In the Matter of G

Board of Immigration AppealsJul 15, 1946
2 I&N Dec. 692 (B.I.A. 1946)

A-6042982.

Decided by the Board July 11, 1946. Approved by the Attorney General July 15, 1946.

Suspension of deportation — Section 19 (c) Immigration Act of 1917, as amended — Alien agricultural laborer — Discretion.

The fact that an alien (Mexican) entered this country under the act of April 29, 1943, for employment as an agricultural laborer and failed to depart in accordance with the terms of his admission does not bar him from the discretionary relief of suspension of deportation if he is otherwise eligible thereto under the provisions of section 19 (c) (2) of the Immigration Act of 1917, as amended.

CHARGE:

Warrant: Act of 1943 — Remained longer after admission as an agricultural laborer.

BEFORE THE BOARD


Discussion: Upon consideration of all the evidence of record, the findings of fact and conclusions of law relating to the deportability of this alien proposed by the Presiding Inspector and approved by the Acting Commissioner March 15, 1946, are hereby adopted.

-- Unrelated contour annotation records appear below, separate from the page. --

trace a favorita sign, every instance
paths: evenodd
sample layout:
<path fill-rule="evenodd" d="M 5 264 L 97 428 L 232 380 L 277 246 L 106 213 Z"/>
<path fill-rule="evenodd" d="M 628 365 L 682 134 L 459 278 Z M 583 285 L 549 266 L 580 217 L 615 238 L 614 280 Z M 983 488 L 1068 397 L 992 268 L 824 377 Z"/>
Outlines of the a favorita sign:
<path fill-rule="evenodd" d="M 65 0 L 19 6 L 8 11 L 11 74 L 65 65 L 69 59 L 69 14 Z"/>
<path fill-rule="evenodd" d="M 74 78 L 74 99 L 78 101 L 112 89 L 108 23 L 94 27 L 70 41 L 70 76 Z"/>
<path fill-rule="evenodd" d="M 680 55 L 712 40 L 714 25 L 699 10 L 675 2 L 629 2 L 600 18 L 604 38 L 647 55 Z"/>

The Presiding Inspector and the District Director have both recommended that this 50-year-old native and citizen of Mexico be permitted to adjust his immigration status by way of suspension of deportation. The Acting Commissioner, however, while agreeing with the Presiding Inspector and the District Director that the alien is eligible for this form of relief, believes that since the alien last entered the United States as an agricultural laborer, he should be required to depart voluntarily to Mexico and adjust his status by there applying for and obtaining an immigration visa and reentering the United States as a lawful permanent resident.

The Board agrees with the Acting Commissioner that, as a general rule, a Mexican agricultural laborer should be required to return to his native country at the termination of his contract. However, exceptions to this rigid policy have been made in many cases where the alien is eligible for suspension of deportation and where serious hardship would result to his American family were he required to leave the United States even for a temporary period of time. In this case the alien is eligible for suspension of deportation. He has an American wife and five American minor children who are dependent upon his $18 weekly earnings for support. If the alien were required to depart to Mexico and wait there for his visa application to be processed, his absence during this period of time would cause his American family to suffer a real hardship. To impose this hardship upon the alien's family when the law does not so require would, we think, be inconsistent with congressional policy as set forth in section 19 (c) of the act of February 5, 1917, as amended. We think that because of the unusual circumstances in this case, suspension of deportation is the proper solution.

Order: It is ordered that deportation of the alien be suspended under the provisions of section 19 (c) (2) of the Immigration Act of 1917, as amended.

It is further ordered, That if Congress takes no action adverse to the order granting suspension of deportation, and when the required fee is paid, proceedings be canceled.

As the case involves suspension of deportation of an alien pursuant to the provisions of section 19 (c) (2) of the Immigration Act of 1917, as amended, in accordance with the provisions of title 8, section 90.12, Code of Federal Regulations, the Board refers the case to the Attorney General for review of its decision.


The findings of fact, conclusions of law and order of the Board of Immigration Appeals suspending the deportation of the respondent under the provisions of section 19 (c) of the Immigration Act of 1917, as amended, are hereby approved and adopted.